Pour qu'il puisse s'appliquer, la travailleuse doit prouver qu'elle devait s'absenter de son travail pour recevoir des soins ou subir des examens médicaux, alors que, n'eût été de ceux-ci, elle aurait travaillé. Or, la travailleuse n'a pas fait cette preuve. Elle a travaillé un nombre d'heures réduites ou un nombre de jours moindre parce qu'elle suivait les prescriptions de son médecin traitant. Le représentant de la travailleuse ayant argumenté qu'il y avait correspondance entre les périodes non travaillées et les visites médicales, la Commission d'appel a vérifié les données avec attention et n'a pu trouver qu'une date où il apparaît que la travailleuse a dû travailler cinq heures plutôt que sept et a eu une visite médicale la même journée, soit le 23 mars 1989. L'employeur aurait dû verser à la travailleuse son salaire horaire pour ces deux heures et se faire rembourser par la Commission. Cependant, il appartient à la travailleuse de réclamer cette somme de son employeur, la Commission n'était tenue que de rembourser à l'employeur sur demande. Quant aux autres journées, elles ont été travaillées selon l'horaire convenu et rien n'indique que la travailleuse a dû quitter son travail pour une visite médicale.

La Commission d'appel ajoute qu'elle ne voit aucune contradiction entre la décision du bureau de révision et celle de la Commission d'appel dans Ministère du loisir, de la chasse et de la pêche et Jodoin, citée par le représentant de la travailleuse. Dans cette affaire, le litige portait sur la question de savoir si l'employeur était tenu, en vertu des articles 179 et 180 de la loi, de verser au travailleur son plein salaire même si une assignation temporaire n'était qu'à temps partiel ou s'il n'avait l'obligation de le payer que pour les heures travaillées. La Commission d'appel a décidé que l'obligation de l'employeur ne s'étendait qu'aux heures effectivement travaillées et que pour le reste du temps, le travailleur devait être considéré comme incapable d'exercer son emploi en raison de sa lésion et qu'il avait alors droit à l'indemnité de remplacement du revenu en vertu de l'article 45 de la loi. Cependant, la décision ne porte aucunement sur les modalités de calcul des sommes dues par la Commission.

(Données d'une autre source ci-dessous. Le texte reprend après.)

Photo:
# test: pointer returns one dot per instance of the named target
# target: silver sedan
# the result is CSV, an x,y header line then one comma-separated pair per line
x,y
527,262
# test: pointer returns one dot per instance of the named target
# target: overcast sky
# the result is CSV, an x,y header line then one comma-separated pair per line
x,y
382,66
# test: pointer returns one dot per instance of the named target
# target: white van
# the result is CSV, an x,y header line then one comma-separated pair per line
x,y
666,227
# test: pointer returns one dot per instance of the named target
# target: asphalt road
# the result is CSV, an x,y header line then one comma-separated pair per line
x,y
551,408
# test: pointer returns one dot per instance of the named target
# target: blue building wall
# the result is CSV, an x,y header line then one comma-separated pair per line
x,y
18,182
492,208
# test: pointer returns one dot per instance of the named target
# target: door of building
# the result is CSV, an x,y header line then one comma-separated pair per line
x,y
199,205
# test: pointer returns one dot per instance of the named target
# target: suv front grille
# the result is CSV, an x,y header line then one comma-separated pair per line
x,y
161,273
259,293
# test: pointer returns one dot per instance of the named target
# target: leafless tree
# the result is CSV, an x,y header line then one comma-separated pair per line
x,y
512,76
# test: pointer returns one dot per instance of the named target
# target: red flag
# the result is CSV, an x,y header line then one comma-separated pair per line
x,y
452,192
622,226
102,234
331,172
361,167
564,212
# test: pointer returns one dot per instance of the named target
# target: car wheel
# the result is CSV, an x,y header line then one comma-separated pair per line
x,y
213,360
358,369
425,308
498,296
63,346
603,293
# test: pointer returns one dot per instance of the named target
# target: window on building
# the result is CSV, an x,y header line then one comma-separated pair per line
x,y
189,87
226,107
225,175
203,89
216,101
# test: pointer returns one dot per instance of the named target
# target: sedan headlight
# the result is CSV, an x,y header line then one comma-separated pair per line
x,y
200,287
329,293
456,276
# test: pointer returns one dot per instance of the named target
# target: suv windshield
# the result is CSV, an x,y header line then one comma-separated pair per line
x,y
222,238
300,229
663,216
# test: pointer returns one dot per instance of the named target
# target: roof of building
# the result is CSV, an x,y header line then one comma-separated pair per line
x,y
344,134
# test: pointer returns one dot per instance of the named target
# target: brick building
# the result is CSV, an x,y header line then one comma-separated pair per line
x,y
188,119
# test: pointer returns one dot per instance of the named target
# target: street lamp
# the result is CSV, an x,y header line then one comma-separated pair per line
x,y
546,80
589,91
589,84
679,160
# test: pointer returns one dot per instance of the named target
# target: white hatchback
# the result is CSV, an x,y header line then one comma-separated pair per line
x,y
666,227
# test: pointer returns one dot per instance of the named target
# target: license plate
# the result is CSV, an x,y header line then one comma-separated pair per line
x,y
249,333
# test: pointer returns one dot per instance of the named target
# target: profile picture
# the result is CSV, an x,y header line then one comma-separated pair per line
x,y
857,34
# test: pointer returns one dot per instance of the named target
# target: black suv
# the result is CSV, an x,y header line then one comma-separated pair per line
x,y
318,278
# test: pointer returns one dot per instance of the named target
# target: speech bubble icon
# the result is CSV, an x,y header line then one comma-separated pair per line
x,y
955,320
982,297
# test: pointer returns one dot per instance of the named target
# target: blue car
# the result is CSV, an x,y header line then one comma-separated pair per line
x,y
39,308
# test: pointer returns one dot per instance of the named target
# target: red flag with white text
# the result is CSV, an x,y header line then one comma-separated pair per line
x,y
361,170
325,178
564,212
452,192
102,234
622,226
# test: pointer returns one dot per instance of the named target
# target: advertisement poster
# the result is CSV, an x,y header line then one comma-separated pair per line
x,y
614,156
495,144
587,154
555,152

POUR CES MOTIFS, LA COMMISSION D'APPEL EN MATIÈRE DE LÉSIONS PROFESSIONNELLES: ACCUEILLE en partie l'appel de la travailleuse, madame Denise Rivard; INFIRME en partie la décision du 7 décembre 1994 du Bureau de révision de la région des Laurentides; DÉCLARE que la travailleuse a droit à une indemnité de remplacement du revenu de 2.10 $ par jour pour les périodes du 13 mars au 17 avril 1989 et du 23 avril au 13 août 1989; DÉCLARE que la travailleuse a droit à une indemnité de remplacement du revenu de 33.99 $ par jour pour la période du 18 au 22 avril 1989; RETOURNE le dossier à la Commission de la santé et de la sécurité du travail pour qu'elle corrige ses calculs en conséquence et qu'elle paie à la travailleuse les sommes qui lui sont dues.

Louise Thibault Commissaire S.C.E.P. (local 145) (Me Michel Handfield) 4555, boul. Métropolitain Est Bureau 201 Saint-Léonard (Québec) H1R 1Z4 Représentant de la partie appelante

AVIS :
Le lecteur doit s'assurer que les décisions consultées sont finales et sans appel; la consultation du plumitif s'avère une précaution utile.